Tournament article
ダンロップフェニックストーナメント 2005
横尾要、世界一を脱帽させたしぶとさダンロップフェニックス最終日
「要! 次はイーグルで決めちゃえよ!」。
「・・・無理です。アップアップですよ」。
そう言い残してコースに出て行った横尾には、立山の次の言葉は聞こえていなかった。
「そうかな? 俺には余裕で戦っているようにも見えるんだけど・・・」。
4位タイにつけた2日目から、横尾は言い続けていた。
「ウッズは、僕らとは別のコースを回ってる」。
特に、18番パー5は560ヤードと距離があり、そこから視界が開けている300ヤード地点に飛ばして楽にグリーンを狙えるウッズに対して、「僕は断然に不利」(横尾)。

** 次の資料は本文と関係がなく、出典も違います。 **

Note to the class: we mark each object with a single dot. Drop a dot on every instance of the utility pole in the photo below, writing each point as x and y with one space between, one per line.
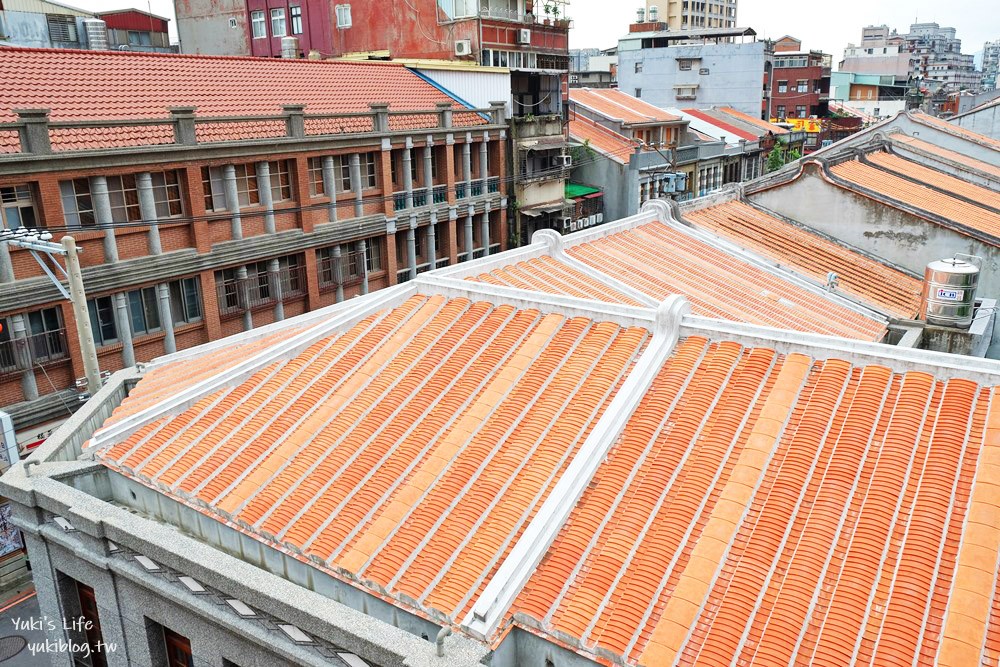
36 242
78 297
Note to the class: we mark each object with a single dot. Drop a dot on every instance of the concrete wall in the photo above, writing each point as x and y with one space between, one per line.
735 78
985 121
203 26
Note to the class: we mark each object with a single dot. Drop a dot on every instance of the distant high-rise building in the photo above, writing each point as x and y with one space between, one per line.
991 65
690 14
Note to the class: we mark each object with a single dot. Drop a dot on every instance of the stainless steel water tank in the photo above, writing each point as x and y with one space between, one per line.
950 292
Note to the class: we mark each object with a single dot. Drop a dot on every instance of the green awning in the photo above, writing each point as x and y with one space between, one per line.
575 190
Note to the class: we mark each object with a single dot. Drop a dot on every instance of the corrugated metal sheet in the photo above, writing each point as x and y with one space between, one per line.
476 88
42 7
134 20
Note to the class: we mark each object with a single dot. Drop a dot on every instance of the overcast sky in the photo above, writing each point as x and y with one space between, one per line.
826 27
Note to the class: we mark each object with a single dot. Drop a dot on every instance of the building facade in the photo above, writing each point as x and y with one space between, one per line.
991 65
692 14
800 82
46 24
193 228
698 68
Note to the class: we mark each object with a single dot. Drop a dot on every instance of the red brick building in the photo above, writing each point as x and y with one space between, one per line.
800 81
206 206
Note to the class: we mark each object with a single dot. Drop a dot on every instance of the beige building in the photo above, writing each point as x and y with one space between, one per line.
688 14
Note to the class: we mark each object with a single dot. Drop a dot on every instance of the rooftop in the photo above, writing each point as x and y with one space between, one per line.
887 289
123 86
616 105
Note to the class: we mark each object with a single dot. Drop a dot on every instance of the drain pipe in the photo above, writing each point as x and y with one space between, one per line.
442 633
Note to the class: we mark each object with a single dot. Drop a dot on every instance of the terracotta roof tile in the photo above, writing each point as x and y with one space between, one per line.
933 149
600 138
659 261
110 85
551 276
885 288
919 196
617 105
409 451
768 510
935 178
952 128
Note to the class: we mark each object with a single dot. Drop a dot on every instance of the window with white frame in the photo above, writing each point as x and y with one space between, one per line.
278 22
78 205
258 25
17 207
343 16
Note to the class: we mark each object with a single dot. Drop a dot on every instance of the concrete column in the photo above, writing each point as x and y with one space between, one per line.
22 352
356 184
432 241
467 164
102 213
266 196
274 281
233 201
124 329
166 318
330 186
362 250
6 265
241 277
429 169
338 273
407 174
484 161
484 232
411 250
147 206
469 245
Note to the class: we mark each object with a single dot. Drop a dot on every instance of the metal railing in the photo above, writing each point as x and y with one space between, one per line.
20 354
37 134
262 289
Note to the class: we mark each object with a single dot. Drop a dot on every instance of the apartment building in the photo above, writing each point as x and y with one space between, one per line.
692 14
700 67
201 215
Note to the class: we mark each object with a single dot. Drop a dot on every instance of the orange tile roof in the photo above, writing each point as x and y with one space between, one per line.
935 178
550 276
659 261
880 286
615 104
409 451
921 197
758 122
762 509
952 128
600 138
112 85
960 158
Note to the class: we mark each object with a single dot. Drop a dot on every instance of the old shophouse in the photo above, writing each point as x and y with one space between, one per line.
216 195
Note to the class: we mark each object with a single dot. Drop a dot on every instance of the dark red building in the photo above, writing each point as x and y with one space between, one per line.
800 82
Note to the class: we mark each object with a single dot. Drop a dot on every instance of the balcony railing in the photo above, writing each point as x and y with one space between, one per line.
242 294
34 133
20 354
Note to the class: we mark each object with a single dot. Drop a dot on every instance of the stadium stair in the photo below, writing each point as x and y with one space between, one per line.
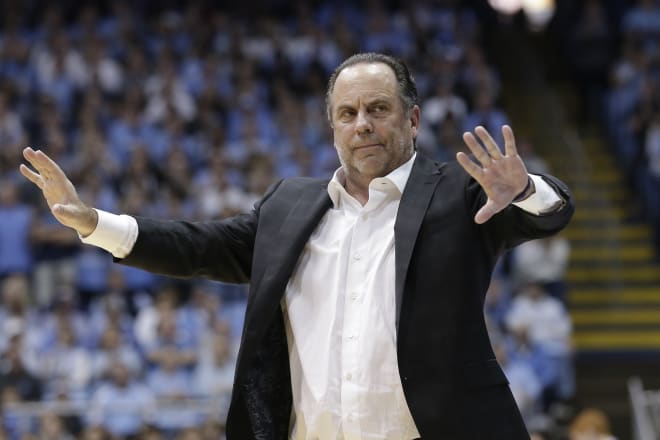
613 276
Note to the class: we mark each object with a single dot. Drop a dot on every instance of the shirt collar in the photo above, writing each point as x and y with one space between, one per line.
399 177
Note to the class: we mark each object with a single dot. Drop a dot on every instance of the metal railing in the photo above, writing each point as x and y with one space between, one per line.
645 406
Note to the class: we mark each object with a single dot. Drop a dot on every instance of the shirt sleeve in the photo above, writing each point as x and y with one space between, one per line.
114 233
544 198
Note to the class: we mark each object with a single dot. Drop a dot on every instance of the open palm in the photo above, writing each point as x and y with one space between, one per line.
502 176
59 192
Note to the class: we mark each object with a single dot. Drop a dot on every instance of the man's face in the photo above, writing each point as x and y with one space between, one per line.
372 133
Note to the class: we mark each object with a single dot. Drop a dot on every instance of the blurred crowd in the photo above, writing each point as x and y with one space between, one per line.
191 111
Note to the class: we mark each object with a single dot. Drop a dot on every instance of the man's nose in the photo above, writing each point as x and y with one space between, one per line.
363 123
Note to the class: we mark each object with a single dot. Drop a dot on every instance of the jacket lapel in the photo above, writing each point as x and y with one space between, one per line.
415 199
300 222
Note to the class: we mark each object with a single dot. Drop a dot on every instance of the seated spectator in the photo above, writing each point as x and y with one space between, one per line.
542 261
524 384
121 404
170 382
14 373
590 424
112 349
66 360
547 324
214 374
51 427
171 346
15 221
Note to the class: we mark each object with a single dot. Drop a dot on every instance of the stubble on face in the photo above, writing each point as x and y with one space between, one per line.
372 131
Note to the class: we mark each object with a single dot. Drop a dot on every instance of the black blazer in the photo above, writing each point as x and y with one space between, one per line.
454 387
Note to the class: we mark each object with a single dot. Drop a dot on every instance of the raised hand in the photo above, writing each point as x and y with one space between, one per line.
59 192
502 177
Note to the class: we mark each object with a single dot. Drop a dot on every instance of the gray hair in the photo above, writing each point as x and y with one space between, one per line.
407 87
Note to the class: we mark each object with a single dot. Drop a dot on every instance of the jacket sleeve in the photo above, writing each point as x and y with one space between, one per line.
514 225
221 250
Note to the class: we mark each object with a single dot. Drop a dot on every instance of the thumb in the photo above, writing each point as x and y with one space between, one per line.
486 212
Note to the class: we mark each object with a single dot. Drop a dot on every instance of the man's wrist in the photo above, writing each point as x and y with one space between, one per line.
90 226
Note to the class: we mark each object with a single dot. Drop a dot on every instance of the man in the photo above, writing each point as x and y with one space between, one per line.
364 318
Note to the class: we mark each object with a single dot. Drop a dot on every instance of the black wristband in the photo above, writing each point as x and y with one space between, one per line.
524 193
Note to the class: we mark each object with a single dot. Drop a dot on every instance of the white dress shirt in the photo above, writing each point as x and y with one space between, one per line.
339 309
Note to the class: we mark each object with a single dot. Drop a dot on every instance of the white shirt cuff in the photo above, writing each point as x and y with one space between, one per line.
114 233
543 199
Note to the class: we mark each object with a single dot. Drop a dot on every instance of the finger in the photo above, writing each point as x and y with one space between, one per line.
30 155
48 165
489 142
468 165
31 175
486 212
42 163
509 141
475 147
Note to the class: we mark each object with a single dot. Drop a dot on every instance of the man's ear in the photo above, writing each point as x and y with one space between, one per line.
415 115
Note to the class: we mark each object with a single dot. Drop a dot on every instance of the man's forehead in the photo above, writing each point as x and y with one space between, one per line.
378 76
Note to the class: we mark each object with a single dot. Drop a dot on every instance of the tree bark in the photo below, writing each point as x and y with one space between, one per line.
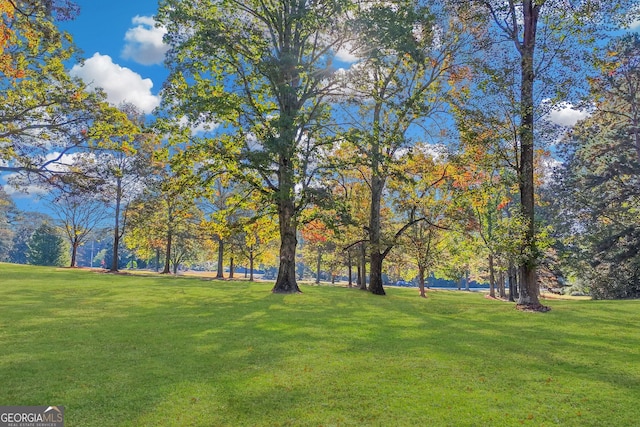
421 271
528 281
363 268
375 234
251 257
286 280
318 265
220 268
492 278
116 230
350 268
167 260
74 253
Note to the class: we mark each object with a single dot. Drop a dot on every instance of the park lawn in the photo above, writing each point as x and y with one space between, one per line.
119 350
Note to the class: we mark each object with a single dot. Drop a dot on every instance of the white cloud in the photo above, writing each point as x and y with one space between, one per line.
345 55
119 83
143 43
200 128
566 115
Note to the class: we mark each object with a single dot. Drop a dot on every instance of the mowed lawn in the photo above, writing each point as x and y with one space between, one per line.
129 350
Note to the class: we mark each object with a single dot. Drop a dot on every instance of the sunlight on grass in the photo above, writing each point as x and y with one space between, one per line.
148 350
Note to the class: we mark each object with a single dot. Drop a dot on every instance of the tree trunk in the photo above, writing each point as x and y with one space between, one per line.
318 264
116 230
286 281
492 278
74 253
350 268
251 257
220 272
421 271
375 276
513 282
528 282
167 260
375 235
363 268
501 286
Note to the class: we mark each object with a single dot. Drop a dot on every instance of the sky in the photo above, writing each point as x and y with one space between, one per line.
122 48
124 55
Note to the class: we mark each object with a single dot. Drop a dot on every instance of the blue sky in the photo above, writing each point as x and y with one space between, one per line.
123 54
123 50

よりによって、プレーオフはその繰り返しで行われたのだから、立山につい弱音をはいた横尾の気持ちも分からないではないが、4ホールの激闘は、けっして本人が卑下するような内容ではなかった。
1ホール目こそパーで分けたが、2ホール目は手前右バンカーから第3打をピタリとつけてみせ、ピン位置が切り替えられた3ホール目も、バンカー淵の難しいライから刻んで、4メートルのイーグルチャンスにつけたウッズに負けじと残り130ヤードから、ピンに絡めた。

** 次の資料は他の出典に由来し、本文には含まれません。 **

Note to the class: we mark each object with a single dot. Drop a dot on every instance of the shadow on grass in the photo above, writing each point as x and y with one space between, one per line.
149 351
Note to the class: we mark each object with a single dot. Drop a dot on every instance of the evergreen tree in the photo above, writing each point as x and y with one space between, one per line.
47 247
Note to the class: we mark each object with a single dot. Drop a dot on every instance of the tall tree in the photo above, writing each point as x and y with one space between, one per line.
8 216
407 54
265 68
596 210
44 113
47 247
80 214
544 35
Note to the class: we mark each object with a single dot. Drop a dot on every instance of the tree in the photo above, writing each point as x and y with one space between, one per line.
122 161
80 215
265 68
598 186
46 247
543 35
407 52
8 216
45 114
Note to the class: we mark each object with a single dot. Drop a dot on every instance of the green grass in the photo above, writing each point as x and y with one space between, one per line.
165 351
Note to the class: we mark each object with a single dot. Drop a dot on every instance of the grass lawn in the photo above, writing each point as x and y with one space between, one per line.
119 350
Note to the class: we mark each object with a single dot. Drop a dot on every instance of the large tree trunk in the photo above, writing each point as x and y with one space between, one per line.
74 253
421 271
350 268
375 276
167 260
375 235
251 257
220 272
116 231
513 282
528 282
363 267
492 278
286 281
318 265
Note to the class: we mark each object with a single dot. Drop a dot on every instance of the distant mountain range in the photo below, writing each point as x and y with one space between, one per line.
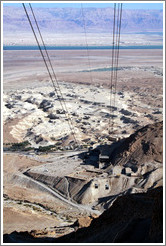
97 20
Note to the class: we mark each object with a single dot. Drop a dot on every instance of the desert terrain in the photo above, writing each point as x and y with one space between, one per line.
56 185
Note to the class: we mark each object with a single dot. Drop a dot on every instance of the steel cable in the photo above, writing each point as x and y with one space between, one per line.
70 126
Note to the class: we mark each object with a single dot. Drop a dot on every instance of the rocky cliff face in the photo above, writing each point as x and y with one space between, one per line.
133 218
144 145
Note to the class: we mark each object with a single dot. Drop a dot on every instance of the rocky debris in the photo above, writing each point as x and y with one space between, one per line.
133 218
45 105
31 100
128 120
53 116
140 147
60 111
38 139
51 94
125 112
9 105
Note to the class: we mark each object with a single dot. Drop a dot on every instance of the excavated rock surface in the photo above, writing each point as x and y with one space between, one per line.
133 218
144 145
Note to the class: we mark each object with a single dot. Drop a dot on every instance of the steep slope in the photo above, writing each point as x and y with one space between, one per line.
144 145
134 218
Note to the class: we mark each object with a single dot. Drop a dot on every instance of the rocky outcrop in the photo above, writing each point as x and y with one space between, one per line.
144 145
134 218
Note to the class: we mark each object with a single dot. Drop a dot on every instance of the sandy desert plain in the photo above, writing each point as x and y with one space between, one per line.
45 193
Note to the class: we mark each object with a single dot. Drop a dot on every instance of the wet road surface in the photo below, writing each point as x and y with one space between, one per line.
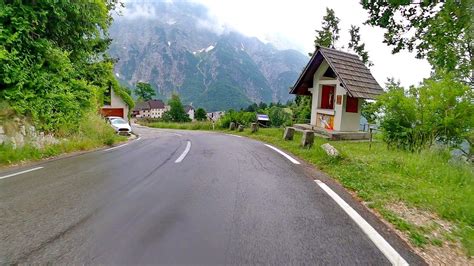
229 200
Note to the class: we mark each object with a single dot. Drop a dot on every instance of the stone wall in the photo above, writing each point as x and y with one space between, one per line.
21 133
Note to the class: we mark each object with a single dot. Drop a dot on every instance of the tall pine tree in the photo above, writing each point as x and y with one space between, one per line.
329 33
357 46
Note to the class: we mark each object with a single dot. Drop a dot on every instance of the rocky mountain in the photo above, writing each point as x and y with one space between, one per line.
177 47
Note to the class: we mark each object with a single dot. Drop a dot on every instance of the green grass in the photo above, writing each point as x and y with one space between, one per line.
380 176
92 133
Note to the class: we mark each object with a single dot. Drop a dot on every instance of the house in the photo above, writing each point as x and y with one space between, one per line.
214 116
150 109
263 120
189 109
339 83
114 105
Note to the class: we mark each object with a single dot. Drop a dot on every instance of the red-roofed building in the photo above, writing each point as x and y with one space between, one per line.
150 109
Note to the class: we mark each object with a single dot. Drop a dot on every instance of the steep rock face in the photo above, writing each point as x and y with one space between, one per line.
175 47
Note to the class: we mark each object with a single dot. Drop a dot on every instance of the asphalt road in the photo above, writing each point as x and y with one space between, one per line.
229 200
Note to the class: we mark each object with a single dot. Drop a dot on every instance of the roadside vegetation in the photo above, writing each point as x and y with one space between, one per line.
55 75
384 178
92 132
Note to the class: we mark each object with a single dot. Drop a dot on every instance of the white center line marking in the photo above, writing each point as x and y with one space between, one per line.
284 154
22 172
188 147
389 252
116 147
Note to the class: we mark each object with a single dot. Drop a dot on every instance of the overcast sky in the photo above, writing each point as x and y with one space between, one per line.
291 24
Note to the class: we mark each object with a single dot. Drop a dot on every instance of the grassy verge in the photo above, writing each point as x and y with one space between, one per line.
424 181
92 133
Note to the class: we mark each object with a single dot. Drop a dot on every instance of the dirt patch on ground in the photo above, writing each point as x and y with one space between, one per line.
450 251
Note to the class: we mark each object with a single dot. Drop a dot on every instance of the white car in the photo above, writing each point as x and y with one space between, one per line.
110 118
121 126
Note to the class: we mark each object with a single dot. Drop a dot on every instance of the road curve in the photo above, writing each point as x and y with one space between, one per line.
228 200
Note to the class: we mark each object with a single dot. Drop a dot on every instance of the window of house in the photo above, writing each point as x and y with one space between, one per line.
352 104
327 97
108 96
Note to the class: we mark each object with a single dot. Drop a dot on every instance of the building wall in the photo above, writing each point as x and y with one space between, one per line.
342 120
350 121
191 114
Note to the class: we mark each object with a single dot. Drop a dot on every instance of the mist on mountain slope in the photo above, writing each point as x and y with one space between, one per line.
179 48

本戦でも16番、18番でバーディ。土壇場で追いついて、プレーオフに持ち込んだ横尾のプレーぶりに、「脱帽したよ」と、なかば呆れ気味に言ったのは、他でもないウッズだった。
優勝インタビューでも心底うんざりした顔で「正直、(プレーオフの)1ホール目に負けたと思った。今日は本当に長い1日。今回は、ストレスのたまる優勝だったよ」。
ウッズも思わずそう愚痴ったしぶとさで、最後まで食い下がったのだ。
4ホール目にバーディパットを外し、立山ほか応援してくれた家族や友人に「・・・すみません」と、頭を下げてまわっていた横尾のかたわらに、ウッズが静かに近寄ってきて、その手に何かを握らせた。
それは、丁寧に折りたたまれた白いグローブ。もちろん、ついさっきまでウッズが使っていたものだ。
激戦を戦いぬいた友情の証し。
手渡すと、ねぎらうように横尾の肩を抱いた。
破れはしたが、世界一のゴルファーにその存在を知らしめるに十分の好ゲームを繰り広げたのだ。